Bei den Gewässern in der Gemeinde Weyhe ist Böcker ebenso wie Meyer beunruhigt: 'Die ganzen Stillgewässer gehen langsam in die Knie.' Bei Amphibienbiotopen sei dies nicht ganz so schlimm. 'Die können ruhig mal austrocknen.' Aber für Fischbiotope sei die Lage wirklich ernst, so Böcker. Auch die künstlichen Biotope am Weidufer seien bei anhaltender Hitze und Trockenheit in Gefahr. 'Und am Böttchers Moor haben wir inzwischen Mühe, mit dem Schlauchboot am Steg anzulegen.' Eine künstliche Auffüllung sieht Ulf Panten von der Gemeinde Weyhe kritisch. 'Das Wasser müssten die Harzwasserwerke ja anderswo wieder fördern, und damit würde sich das Problem nur verlagern. Aber um eine Entschlammung kommen wir beim Böttchers Moor wohl nicht herum.' Horst Ewald vom Nabu in Stuhr neigt nach eigenen Angaben zwar nicht zu dramatischen Darstellungen. Aber auch er ist beunruhigt: 'Abgesehen von Montag ist das bisschen, was da zurzeit an Regen runterkommt, viel viel zu wenig.' An braune Rasenflächen

habe er sich längst gewöhnt, sagt Ewald. 'Das ist auch nicht so schlimm. Rasen erholt sich wieder.' Besorgniserregend sei für ihn vor kurzem allerdings der Anblick von Blaubeeren im Wald gewesen. 'Die waren alle zu klein und vertrocknet.' Auch die Stuhrer Naturschützer haben in diesem Sommer schon einige ihrer Teiche austrocknen sehen. Nur der Hauptteich habe noch Wasser. 'Klar hoffen wir auf mehr Regen', sagt Horst Ewald. 'Aber einen Einsatz der Feuerwehr, um die Teiche künstlich aufzufüllen, sehen wir noch nicht unbedingt als notwendig an.'

Zumindest nicht, wenn die Natur ein Einsehen hat, wie am Montag.
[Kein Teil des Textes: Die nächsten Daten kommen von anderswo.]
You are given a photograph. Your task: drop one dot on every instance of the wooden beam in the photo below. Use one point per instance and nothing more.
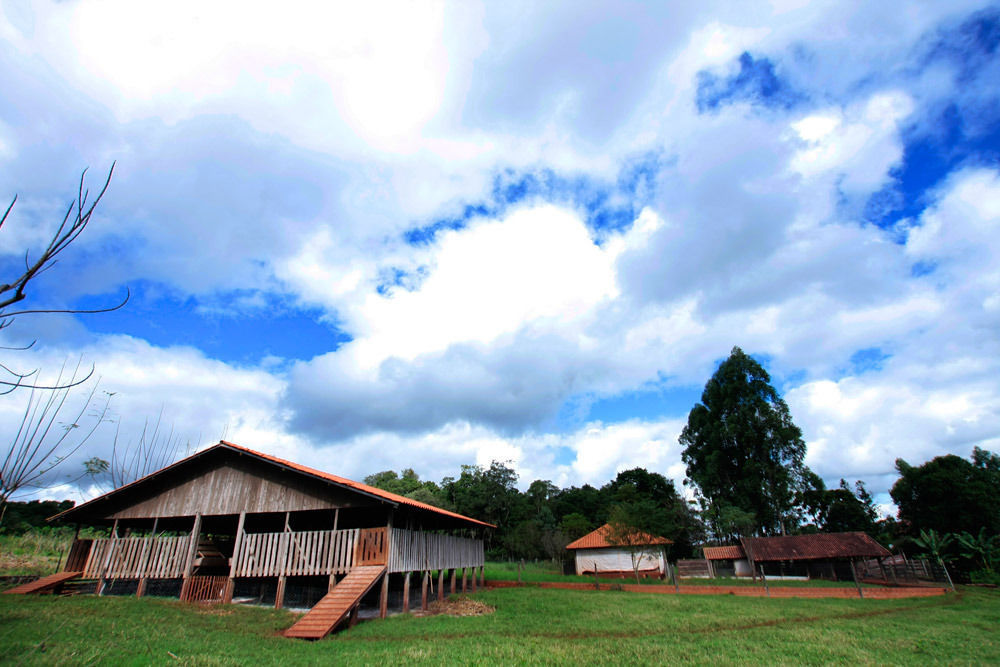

Über diese Erfrischung freute sich auch Hauke Peters vom Baubetriebshof in Brinkum. 'Wir haben schon extra umgebaute Güllewagen mit Wasser losgeschickt, um die Bäume zu versorgen', erzählt er. 'Aber wir haben inzwischen auch ernste Schäden beim Altbestand an Bäumen, da kommen wir nicht hinterher.' Etwa 20 Kubikmeter Wasser - das entspricht rund 70 Badewannen - vergießt der Baubetriebshof momentan am Tag. Und doch reicht das bei Weitem nicht aus. Immerhin: Heute soll es wieder ein bisschen regnen.